Members of ThreeASFOUR in their Chinatown studio. Photo: Mara Catalan
Last night’s talk, which was part of the Graduate Center Great Issues Series on Culture and Power, evolved into a discussion on the homogenization of fashion and the role the economy might have in spurring greater creativity in cities like New York through renewed affordability. Moderated by fashion theorist and historian Eugenia Paulicelli, the panel included designers Gabi Asfour (of ThreeASFOUR) and Anna Sui, and New York Times cultural critic Guy Trebay.

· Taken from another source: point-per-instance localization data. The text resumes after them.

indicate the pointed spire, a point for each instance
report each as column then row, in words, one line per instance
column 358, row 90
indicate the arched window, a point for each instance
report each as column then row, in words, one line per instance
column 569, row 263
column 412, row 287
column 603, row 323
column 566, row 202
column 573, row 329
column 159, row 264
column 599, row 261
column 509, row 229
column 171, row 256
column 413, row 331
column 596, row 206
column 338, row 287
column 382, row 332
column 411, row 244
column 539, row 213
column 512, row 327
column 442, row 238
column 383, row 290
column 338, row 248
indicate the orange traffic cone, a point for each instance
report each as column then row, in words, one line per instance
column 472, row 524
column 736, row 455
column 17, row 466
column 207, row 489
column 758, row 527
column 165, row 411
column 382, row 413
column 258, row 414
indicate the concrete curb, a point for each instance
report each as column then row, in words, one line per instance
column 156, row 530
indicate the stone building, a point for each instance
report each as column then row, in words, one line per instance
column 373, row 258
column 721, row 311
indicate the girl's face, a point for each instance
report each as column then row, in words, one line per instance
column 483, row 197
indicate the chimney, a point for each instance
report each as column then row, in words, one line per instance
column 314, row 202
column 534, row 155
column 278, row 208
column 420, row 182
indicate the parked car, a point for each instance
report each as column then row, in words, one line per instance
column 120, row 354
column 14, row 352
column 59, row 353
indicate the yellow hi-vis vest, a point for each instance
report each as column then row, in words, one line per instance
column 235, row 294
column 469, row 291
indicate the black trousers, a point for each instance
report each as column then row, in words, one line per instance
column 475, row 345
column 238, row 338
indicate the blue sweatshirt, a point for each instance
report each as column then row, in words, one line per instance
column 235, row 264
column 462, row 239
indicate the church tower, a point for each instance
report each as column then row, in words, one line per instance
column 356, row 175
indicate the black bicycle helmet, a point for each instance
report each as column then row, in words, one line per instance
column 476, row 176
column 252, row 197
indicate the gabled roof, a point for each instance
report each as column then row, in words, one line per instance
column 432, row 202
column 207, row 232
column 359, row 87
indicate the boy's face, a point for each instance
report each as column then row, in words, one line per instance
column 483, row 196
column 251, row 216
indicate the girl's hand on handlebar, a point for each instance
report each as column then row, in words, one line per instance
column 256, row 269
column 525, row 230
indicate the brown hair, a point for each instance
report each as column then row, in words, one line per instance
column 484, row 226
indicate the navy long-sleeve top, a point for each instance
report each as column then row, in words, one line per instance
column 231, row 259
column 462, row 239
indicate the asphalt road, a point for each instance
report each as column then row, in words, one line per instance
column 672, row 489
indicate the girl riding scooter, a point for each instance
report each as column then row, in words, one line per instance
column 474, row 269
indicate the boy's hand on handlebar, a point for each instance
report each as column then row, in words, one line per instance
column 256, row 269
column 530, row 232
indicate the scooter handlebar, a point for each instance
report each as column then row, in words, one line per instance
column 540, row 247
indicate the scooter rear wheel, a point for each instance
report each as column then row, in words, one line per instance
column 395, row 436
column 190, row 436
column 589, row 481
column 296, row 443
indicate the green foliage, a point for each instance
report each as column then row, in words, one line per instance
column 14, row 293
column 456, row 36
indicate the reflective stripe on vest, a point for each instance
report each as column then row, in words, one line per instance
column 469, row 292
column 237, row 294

Anna Sui gave a candid account of the way the economy changed her company’s situation, in some ways for the better: She was able to retain the lease on her garment district work space, thanks to the fall of the housing market in New York, which stopped the ongoing conversion of industrial spaces in the area into condos. Trebay seemed less sanguine about the creative future of New York, resigned to the fact that the level of affordability and the other elements which allowed the flourishing of New York cultures in decades past (in particular the 1970s ) is behind us for good. Gabi Asfour found New York cultural centrality indispensable to his work—the reason he chose the city over Paris as the basis for the company, despite its lack of support for experimental fashion. Interestingly, what they all agreed on was that collaborations could be a way forward—both collaborations between creative individuals and between companies (i.e. Uniqlo and H&M tapping into designer’s fashion).
Another thread of the discussion was the homogenization of fashion across cities and countries, which the three speaker saw epitomized at international airports, where the pervasiveness of casual clothes can be observed: What Anna Sui saw as the Californization of the world’s wardrobe.